Maîtres de danse sarthois, à la suite d’un Assaut de danse, en 1925, à Thoiré-sur-Dinan. De gauche à droite : Albert Simon, Marcel Simon, Louis Gauthier, Auguste Bône. Tiré de l’article de Yves Guillard « Un grand rêve : devenir maître de danse », paru dans le Cénomane en 1984
Cette petite canne du maître à danser se retrouve par ailleurs dans les brevets de danse délivrés au 19e s. aux militaires, la danse faisant partie de leur formation.
Brevet de danse délivré en août 1857
Détail du brevet de 1857
On pourrait aussi penser à la canne-pochette du maître à danser du 18e (voir page web à ce sujet), sinon du bâton du maître à danser au 19e. tel que dans La classe de danse peinte par Degas par exemple. Une étude indépendante sur cet article du maître à danser et ses répercussions sur diverses pratiques traditionnelles reste à faire. [9]

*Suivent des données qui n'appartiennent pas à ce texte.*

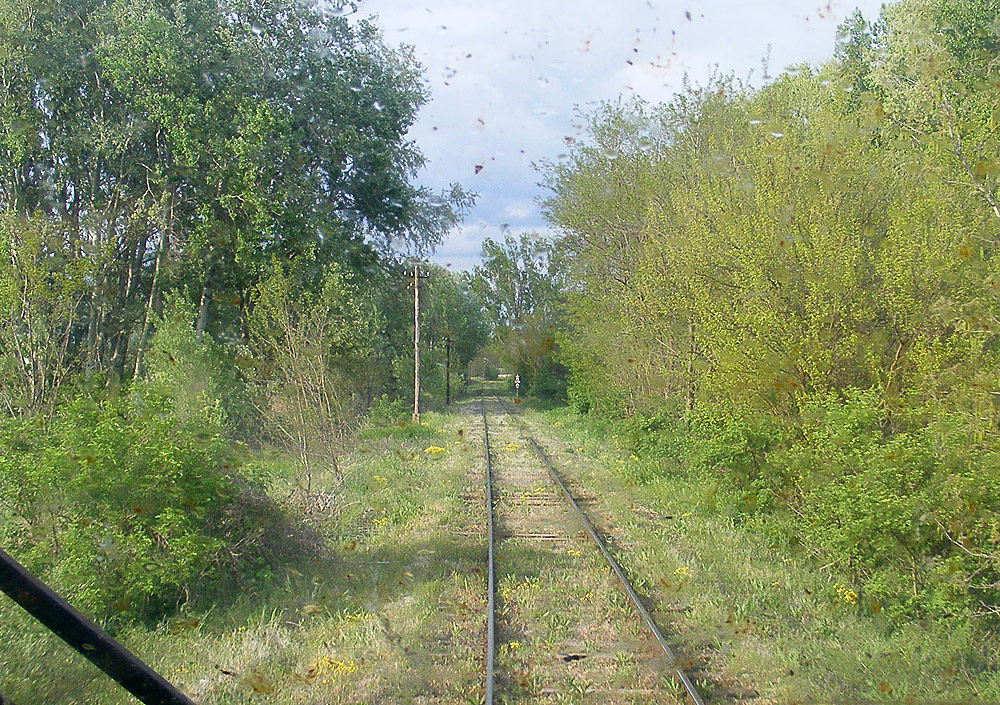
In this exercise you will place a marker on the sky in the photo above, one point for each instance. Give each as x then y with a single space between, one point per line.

Il n’en reste pas moins que la gigue irlandaise fait partie de cette famille des danses de pas développées en Europe de l’Ouest aux 18e et 19e siècles. L’utilisation d’une canne ou d’un bâton pour l’exécution de ces danses a comme effet de donner une tenue aux bras, en imposant leur immobilité (ce n’est pas tout à fait le cas pour la Gigue Anglaise provençale) [10] afin
d’attirer toute l’attention sur les batteries de pas qui se succèdent souvent à vive allure. Ces danses d’école, enseignées de façon formelle et structurée, avec de multiples enchaînements de pas, ont toutes plus ou moins opté pour des ports de bras fixes : sur les hanches, avec un ou deux bras en l’air, comme dans les danses Highland écossaises] afin d’attirer toute l’attention sur les batteries de pas qui se succèdent souvent à vive allure. Ces danses d’école, enseignées de façon formelle et structurée, avec de multiples enchaînements de pas, ont plus ou moins toutes opté pour des ports bras fixes : sur les hanches, avec un bâton, en l’air comme dans les danses Highland écossaises. [11]
Conclusion
Tout indique que les ports de bras collés au corps de la gigue irlandaise de compétition sont une pratique récente et liée aux normes édictées par la Commission de danse irlandaise à partir des années 1930. La pratique traditionnelle de la gigue irlandaise (sean-nós) utilise des bras libres, très près de ceux utilisés dans la gigue québécoise ou du Cap-Breton. La fixité des bras imposée dans la gigue de compétition irlandaise rejoint sans doute l’objectif courant d’attirer toute l’attention sur les pas, mais peut-être de façon exagérée.
Chose certaine, les explications visant à faire remonter ces ports de bras collés au corps à des interdits du 12e ou du 19e siècles, ou encore aux fortes brises irlandaises faisant voler les jupes des danseuses, sont hors-propos, bien que souvent assez cocasses ! L’histoire de la danse se construit sur des sources, comme c’est le cas pour toute discipline historique.
PS : mes remerciements à Kieran Jordan, Danielle Enblom et Samantha Jones avec qui j’ai échangé sur le sujet avant de rédiger cet article.